I wish I could remember what she called herself, but I was knee-deep in my English Summer, an acrobatic concoction hovering halfway between a mojito and a Pimm's Cup. Mnemonic device, it wasn't. We were at Harry Denton's, 46 stories atop the Sir Francis Drake Hotel, peeping Scarlet Empress Donna Sachet's swank new "Sunday's a Drag" brunch show — me and a posse of party kids looking so out of place we may as well have been Skittles in the deviled eggs. The combined total of our online ages was probably half that of any one of the cackling grandes dames around us.
But no matter: "Sunday's a Drag" blasted off into outer space and gladly took us with it. A parade of energetic old-school queens teased the roomful of swilling octogenarians into Depends-dampening titters, and the whole affair took on the air of legendary drag club Finocchio's, circa 1985 — but with better prosthetics. ("A lot of money and a lot of surgery," rasped the nonorganically gorgeous Cassandra Cass as she handed me a "Cassandra Cass: Fantasy Girl 2006" calendar. Memo to Cassandra: It's June.)

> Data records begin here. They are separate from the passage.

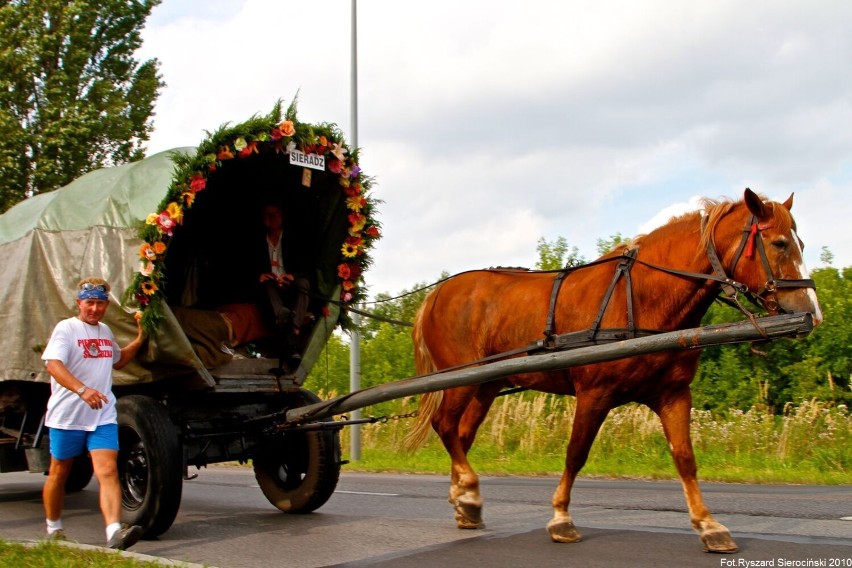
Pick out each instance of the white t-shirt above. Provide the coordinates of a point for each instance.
(88, 352)
(276, 258)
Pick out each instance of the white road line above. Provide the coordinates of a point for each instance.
(369, 493)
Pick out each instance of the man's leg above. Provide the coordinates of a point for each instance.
(103, 446)
(105, 463)
(53, 493)
(65, 445)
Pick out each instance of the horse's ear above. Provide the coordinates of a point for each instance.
(754, 204)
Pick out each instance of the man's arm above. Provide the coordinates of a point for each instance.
(129, 351)
(65, 378)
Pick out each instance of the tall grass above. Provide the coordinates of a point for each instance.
(527, 434)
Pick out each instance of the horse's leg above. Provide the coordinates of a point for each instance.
(675, 416)
(457, 433)
(588, 417)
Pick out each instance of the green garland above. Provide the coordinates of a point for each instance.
(270, 133)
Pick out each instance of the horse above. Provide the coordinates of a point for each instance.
(668, 280)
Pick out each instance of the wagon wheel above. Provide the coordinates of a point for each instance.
(149, 465)
(81, 473)
(298, 471)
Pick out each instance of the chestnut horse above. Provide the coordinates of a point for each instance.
(676, 275)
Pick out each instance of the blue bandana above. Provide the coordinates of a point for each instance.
(93, 292)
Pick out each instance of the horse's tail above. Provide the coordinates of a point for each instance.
(430, 401)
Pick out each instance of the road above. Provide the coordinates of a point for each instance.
(404, 520)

Donna Sachet's one of those amazing creatures who do so much I often think there are two of her. ("Well, alcohol is a fuel," the little voice in my head pipes up, the one I call Deficit of the Doubt.) And it was somehow fitting that I was applauding our fair city's 30th Empress that afternoon, seeing as how I'd come to three hours earlier on brand-spanking-new Jose Sarria Court in the Castro, named after the ass-kicking queen who'd started the whole gay Emperor-Empress dealie — the Widow Norton, her Big Kahuness, Madame Awe. I had Jose Sarria pebbles in my y-fronts, bits of Jose Sarria laurel bush drifting from my hair.
The afternoon launched to another cosmic level when Hoosier-name executed a full-on backbend to Taylor Dane and one of her press-on nails flew off, somersaulted in midair, and landed on the table next to my blueberry pancakes. Which made me lose my bacon.
"It's like Mabuhay Gardens or the Deaf Club, only gay," I thought the first time I went to Sissy, the new punk rock monthly run by my favorite obnoxious club brat, Foxy Cotton. When people see Foxy a-comin' they usually take to runnin' — he's kind of like an amped-up Woody Woodpecker with half the feathers missing — but the queen's got talent pumping somewhere through his veins and an impecc-pecc-peccable sense of style. Plus, he's actually kinda sweet to me.
Sissy hit me as the potential realization of all my stuck-in-the-Midwest teenage dreams, which imagined the underground punk scene of ’80s San Francisco as a writhing network of gay-friendly mohawks, complete with carpeted dance floors, passed-out hotties, and who-knows-what in the bathrooms. Dead Kennedys in the front, Mutants on the roof. Plus it's after hours. Rad!
Since its early days (no naked mosh pit, alas), Sissy's expanded its musical format — but it's still the ginchiest metal-heavy queer experience out there. Where else you gonna hear L7 nowadays outside a lesbian jukebox? And it's fun to drop that brainy "post" from post-punk and just let loose. Although clubs may have stopped moving into the future, they're at least digging into the past with sharper queer nails.